Early in the 18th century, many of the portraits of colonial ladies were done by Henrietta Johnston (1670-1729), the first female portrait painter in the American colonies. She used French pastels—a relatively new medium at that time. Johnston produced facial features with precision and she blended colors skillfully, particularly in the hair.
Johnston was born to a French Huguenot family in Dublin, Ireland in 1670. At the age of 10 or 12, she fled with her family to England to avoid persecution.
Johnston’s earliest identified works are from about 1704inIreland. The portraits she drew during this period were mostly of members of her husband’s family. After the death of her first husband, Henrietta wed the Reverend Gideon Johnston and they moved to Charleston, South Carolina in 1708.
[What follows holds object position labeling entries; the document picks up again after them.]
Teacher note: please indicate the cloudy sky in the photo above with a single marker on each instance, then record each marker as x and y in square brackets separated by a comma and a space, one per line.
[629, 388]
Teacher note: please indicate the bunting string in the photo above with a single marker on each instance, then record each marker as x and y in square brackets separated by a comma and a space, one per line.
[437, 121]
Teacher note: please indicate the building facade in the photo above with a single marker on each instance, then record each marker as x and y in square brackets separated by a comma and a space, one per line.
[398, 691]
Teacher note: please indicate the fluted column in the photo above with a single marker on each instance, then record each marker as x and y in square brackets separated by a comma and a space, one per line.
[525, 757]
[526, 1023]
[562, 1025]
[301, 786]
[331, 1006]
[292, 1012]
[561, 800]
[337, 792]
Many French Protestant Huguenots, seeking religious freedom, were moving to Charleston, where they began building fine townhouses along the harbor’s edge and wanted portraits for their hallways and to establish their family’s presence as a power.
Life was not easy in Charleston and the couple suffered poverty and illness. Henrietta’s training and background suggests she was at best a talented amateur who was good at portrait painting. She was one of the few portrait artists in town, and she quickly found her skills much in demand, drawing pastel portraits of many of Charleston’s French Huguenot residents. Johnston drew strength to carry on from her artwork.
Johnston’s work remained popular for many years, and she became the first professional female artist on this side of the Atlantic. Some 40 portraits of prominent people in Charleston, South Carolina, are known today, most created between 1707 and 1720. Her body of work is an important documentary of leading people in an important area in American history.